There are many possible ways to build a file-based catalog; the following steps outline a simple approach:
Maintain a single configuration file for the catalog, containing image references for each Operator in the catalog:
name: community-operators
repo: quay.io/community-operators/catalog
tag: latest
references:
- name: etcd-operator
image: quay.io/etcd-operator/index@sha256:5891b5b522d5df086d0ff0b110fbd9d21bb4fc7163af34d08286a2e846f6be03
- name: prometheus-operator
image: quay.io/prometheus-operator/index@sha256:e258d248fda94c63753607f7c4494ee0fcbe92f1a76bfdac795c9d84101eb317
Run a script that parses the configuration file and creates a new catalog from its references:
name=$(yq eval '.name' catalog.yaml)
mkdir "$name"
yq eval '.name + "/" + .references[].name' catalog.yaml | xargs mkdir
for l in $(yq e '.name as $catalog | .references[] | .image + "|" + $catalog + "/" + .name + "/index.yaml"' catalog.yaml); do
image=$(echo $l | cut -d'|' -f1)
file=$(echo $l | cut -d'|' -f2)
opm render "$image" > "$file"
done
opm generate dockerfile "$name"
indexImage=$(yq eval '.repo + ":" + .tag' catalog.yaml)

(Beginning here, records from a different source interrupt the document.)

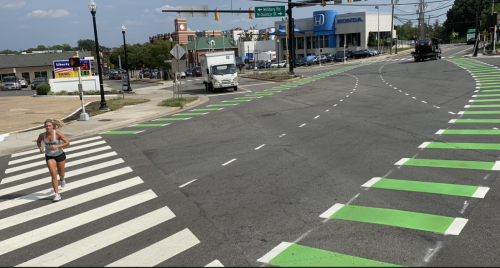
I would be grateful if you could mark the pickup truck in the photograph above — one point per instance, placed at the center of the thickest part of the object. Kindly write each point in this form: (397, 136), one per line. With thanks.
(427, 48)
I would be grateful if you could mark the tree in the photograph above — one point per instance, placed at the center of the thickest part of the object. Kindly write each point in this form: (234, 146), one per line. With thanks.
(86, 45)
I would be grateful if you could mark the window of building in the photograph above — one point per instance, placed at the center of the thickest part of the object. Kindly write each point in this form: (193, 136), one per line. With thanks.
(300, 43)
(41, 74)
(26, 76)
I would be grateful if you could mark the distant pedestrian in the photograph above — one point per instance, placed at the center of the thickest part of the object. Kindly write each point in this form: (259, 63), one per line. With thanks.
(54, 155)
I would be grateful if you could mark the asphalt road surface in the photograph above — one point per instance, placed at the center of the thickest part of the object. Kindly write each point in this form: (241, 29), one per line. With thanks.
(389, 162)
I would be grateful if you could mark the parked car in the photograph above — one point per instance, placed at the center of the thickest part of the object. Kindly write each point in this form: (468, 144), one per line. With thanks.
(197, 71)
(340, 56)
(23, 81)
(11, 82)
(281, 64)
(37, 81)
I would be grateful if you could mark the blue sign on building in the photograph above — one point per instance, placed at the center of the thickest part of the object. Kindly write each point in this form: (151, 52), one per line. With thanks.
(349, 20)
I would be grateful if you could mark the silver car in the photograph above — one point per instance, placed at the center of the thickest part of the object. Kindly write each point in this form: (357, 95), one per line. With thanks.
(23, 81)
(10, 82)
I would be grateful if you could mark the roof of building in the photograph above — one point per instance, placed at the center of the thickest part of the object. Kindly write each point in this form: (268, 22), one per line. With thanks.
(32, 60)
(203, 43)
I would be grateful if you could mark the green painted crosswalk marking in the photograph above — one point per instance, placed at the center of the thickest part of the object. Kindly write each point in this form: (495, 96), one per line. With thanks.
(427, 187)
(295, 255)
(188, 114)
(485, 106)
(172, 119)
(487, 95)
(209, 109)
(472, 132)
(462, 146)
(149, 125)
(489, 100)
(481, 112)
(438, 163)
(477, 121)
(398, 218)
(121, 132)
(218, 105)
(236, 101)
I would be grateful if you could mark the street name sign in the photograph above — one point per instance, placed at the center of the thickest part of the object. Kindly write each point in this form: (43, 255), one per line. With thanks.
(270, 11)
(178, 51)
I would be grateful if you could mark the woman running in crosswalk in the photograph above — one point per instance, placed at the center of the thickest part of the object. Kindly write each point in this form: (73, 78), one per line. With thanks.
(54, 154)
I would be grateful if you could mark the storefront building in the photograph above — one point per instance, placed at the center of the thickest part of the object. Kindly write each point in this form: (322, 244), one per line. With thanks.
(326, 31)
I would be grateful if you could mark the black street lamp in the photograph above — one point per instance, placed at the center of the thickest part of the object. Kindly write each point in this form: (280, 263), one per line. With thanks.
(126, 60)
(93, 8)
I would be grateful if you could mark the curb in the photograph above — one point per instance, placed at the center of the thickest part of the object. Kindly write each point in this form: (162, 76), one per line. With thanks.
(202, 99)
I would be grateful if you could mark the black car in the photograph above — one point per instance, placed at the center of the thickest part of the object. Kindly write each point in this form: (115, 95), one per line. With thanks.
(37, 81)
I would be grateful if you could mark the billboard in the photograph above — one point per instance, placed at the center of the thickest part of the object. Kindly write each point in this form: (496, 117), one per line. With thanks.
(63, 70)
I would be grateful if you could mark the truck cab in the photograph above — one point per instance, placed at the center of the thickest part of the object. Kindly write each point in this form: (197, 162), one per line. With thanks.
(219, 71)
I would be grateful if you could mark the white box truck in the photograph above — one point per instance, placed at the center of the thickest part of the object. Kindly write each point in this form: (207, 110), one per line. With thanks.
(219, 71)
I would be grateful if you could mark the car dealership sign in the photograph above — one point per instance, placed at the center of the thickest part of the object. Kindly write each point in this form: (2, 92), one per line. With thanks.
(349, 20)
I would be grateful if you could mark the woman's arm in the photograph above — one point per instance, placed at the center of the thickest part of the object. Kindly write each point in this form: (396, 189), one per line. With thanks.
(65, 140)
(39, 143)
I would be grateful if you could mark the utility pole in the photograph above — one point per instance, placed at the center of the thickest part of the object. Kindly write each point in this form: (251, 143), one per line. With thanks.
(478, 13)
(392, 26)
(291, 27)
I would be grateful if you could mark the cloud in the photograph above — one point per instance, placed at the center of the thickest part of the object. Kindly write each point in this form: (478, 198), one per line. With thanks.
(165, 7)
(132, 22)
(15, 5)
(51, 14)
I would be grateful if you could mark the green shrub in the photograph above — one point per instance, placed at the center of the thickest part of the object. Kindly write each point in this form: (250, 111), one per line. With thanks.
(42, 89)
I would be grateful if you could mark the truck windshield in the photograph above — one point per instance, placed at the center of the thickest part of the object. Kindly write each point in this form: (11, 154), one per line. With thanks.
(224, 69)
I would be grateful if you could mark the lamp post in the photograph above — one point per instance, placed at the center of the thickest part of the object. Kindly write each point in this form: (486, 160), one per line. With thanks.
(378, 30)
(126, 60)
(93, 8)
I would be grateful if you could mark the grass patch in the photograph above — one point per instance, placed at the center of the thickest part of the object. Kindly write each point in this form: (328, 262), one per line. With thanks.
(113, 105)
(173, 102)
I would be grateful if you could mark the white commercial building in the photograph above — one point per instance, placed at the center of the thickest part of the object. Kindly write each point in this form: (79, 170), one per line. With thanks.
(326, 31)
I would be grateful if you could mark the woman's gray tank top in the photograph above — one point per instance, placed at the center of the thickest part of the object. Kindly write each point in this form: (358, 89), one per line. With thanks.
(48, 150)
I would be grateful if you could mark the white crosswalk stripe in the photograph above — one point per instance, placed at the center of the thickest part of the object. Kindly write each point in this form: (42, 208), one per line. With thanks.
(90, 163)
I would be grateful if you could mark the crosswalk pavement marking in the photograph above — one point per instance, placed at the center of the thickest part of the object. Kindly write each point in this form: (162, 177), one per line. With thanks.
(102, 239)
(215, 263)
(69, 174)
(67, 224)
(160, 251)
(70, 202)
(42, 156)
(72, 143)
(43, 162)
(10, 203)
(68, 164)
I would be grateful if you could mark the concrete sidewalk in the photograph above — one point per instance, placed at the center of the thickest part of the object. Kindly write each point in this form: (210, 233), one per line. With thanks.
(111, 120)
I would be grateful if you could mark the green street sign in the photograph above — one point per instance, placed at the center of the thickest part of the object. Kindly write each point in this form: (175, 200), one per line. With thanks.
(269, 11)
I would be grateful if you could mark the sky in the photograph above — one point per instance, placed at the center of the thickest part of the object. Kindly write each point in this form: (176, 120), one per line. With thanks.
(30, 23)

docker build -t "$indexImage" -f "$name.Dockerfile" .
docker push "$indexImage"
Consider the following guidelines when maintaining file-based catalogs.
The general advice with Operator Lifecycle Manager (OLM) is that bundle images and their metadata should be treated as immutable.

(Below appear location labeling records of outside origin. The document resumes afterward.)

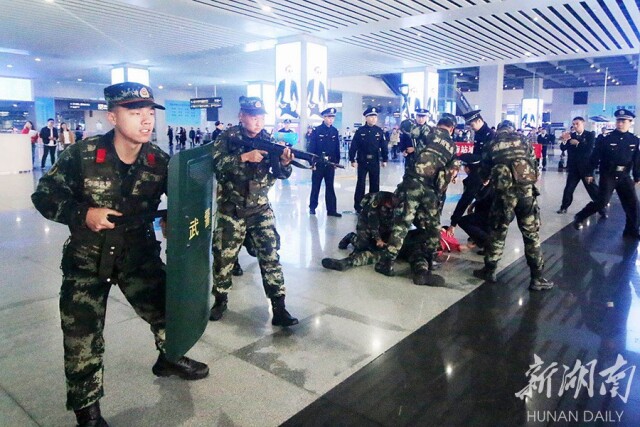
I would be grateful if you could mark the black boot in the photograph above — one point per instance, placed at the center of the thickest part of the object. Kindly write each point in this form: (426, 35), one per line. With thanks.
(185, 368)
(540, 284)
(346, 240)
(281, 316)
(385, 266)
(335, 264)
(237, 270)
(486, 273)
(219, 307)
(90, 416)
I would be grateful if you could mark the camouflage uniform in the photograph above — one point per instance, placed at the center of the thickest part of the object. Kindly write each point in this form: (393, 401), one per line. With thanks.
(421, 189)
(88, 175)
(243, 209)
(509, 162)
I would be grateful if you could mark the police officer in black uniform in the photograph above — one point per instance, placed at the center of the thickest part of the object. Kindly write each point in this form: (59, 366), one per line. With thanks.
(617, 155)
(325, 142)
(483, 134)
(369, 147)
(579, 147)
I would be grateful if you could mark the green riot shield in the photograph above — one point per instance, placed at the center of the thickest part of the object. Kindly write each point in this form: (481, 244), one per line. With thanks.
(189, 222)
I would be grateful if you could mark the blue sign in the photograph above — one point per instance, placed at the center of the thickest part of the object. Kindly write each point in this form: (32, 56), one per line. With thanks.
(45, 110)
(180, 113)
(596, 109)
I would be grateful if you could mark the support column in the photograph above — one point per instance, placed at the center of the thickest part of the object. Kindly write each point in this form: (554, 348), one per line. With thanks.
(490, 92)
(351, 111)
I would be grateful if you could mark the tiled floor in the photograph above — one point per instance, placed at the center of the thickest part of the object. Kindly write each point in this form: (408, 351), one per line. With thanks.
(448, 352)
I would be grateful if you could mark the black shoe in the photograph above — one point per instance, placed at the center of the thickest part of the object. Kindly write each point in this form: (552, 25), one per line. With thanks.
(384, 266)
(540, 284)
(90, 416)
(281, 316)
(334, 264)
(219, 307)
(185, 368)
(631, 234)
(237, 270)
(346, 240)
(486, 274)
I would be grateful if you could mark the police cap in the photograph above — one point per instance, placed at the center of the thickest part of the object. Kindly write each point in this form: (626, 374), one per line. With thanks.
(130, 95)
(471, 116)
(252, 105)
(329, 112)
(371, 111)
(624, 114)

If a broken bundle has been pushed to a catalog, you must assume that at least one of your users has upgraded to that bundle. Based on that assumption, you must release another bundle with an upgrade edge from the broken bundle to ensure users with the broken bundle installed receive an upgrade. OLM will not reinstall an installed bundle if the contents of that bundle are updated in the catalog.
However, there are some cases where a change in the catalog metadata is preferred:
Channel promotion: If you already released a bundle and later decide that you would like to add it to another channel, you can add an entry for your bundle in another olm.channel
blob.
New upgrade edges: If you release a new 1.2.z
bundle version, for example 1.2.4
, but 1.3.0
is already released, you can update the catalog metadata for 1.3.0
to skip 1.2.4
.
Catalog metadata should be stored in source control and treated as the source of truth. Updates to catalog images should include the following steps:
Update the source-controlled catalog directory with a new commit.

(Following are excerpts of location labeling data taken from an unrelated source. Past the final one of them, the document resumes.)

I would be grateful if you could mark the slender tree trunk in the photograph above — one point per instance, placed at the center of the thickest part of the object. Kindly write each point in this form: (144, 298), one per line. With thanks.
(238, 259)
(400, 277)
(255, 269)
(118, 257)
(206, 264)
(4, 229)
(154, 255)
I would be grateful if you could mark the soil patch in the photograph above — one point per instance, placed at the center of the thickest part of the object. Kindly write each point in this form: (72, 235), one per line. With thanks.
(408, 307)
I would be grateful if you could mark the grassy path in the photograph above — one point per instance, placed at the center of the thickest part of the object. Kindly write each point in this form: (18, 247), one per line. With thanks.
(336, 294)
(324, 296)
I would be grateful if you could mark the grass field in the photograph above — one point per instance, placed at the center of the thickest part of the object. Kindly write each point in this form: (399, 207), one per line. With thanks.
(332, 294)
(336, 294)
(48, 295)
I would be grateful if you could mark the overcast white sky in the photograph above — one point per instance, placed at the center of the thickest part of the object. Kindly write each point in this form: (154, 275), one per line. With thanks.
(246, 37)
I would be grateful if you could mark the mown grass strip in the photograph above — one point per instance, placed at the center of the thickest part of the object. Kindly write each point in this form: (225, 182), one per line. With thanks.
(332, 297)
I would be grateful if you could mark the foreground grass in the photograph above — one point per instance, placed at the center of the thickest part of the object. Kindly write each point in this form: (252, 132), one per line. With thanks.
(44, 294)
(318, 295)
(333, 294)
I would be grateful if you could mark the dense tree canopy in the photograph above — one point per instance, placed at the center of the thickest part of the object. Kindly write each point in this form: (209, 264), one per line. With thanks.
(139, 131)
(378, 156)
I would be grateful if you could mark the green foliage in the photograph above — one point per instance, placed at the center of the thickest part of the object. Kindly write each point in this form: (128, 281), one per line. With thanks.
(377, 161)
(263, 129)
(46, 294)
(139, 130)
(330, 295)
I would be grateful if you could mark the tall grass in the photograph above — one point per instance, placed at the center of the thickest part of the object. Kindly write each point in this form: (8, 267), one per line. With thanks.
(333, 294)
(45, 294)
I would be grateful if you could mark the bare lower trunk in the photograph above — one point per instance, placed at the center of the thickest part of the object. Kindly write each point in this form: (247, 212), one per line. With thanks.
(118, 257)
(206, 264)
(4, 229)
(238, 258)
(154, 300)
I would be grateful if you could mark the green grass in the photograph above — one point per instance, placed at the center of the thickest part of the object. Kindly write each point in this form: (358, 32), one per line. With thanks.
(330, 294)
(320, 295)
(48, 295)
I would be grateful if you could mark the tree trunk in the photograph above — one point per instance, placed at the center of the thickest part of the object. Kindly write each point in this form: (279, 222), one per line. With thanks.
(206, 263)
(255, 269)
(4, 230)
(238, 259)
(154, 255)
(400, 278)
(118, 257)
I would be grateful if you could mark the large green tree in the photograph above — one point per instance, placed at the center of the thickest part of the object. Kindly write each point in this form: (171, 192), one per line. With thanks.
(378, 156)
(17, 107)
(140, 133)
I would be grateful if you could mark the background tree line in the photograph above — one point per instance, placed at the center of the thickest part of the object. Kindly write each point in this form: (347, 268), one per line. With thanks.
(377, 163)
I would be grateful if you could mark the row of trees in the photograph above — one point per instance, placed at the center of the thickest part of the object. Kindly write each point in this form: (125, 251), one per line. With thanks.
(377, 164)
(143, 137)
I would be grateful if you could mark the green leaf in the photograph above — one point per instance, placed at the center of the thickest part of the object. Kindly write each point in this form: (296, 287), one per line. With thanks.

Build and push the catalog image. Use a consistent tagging taxonomy, such as :latest
or :<target_cluster_version>
, so that users can receive updates to a catalog as they become available.
For instructions about creating file-based catalogs by using the opm
CLI, see Managing custom catalogs.
For reference documentation about the opm
CLI commands related to managing file-based catalogs, see CLI tools.
Operator authors and catalog maintainers are encouraged to automate their catalog maintenance with CI/CD workflows. Catalog maintainers can further improve on this by building GitOps automation to accomplish the following tasks:
Check that pull request (PR) authors are permitted to make the requested changes, for example by updating their package’s image reference.
Check that the catalog updates pass the opm validate
command.
Check that the updated bundle or catalog image references exist, the catalog images run successfully in a cluster, and Operators from that package can be successfully installed.
Automatically merge PRs that pass the previous checks.
Automatically rebuild and republish the catalog image.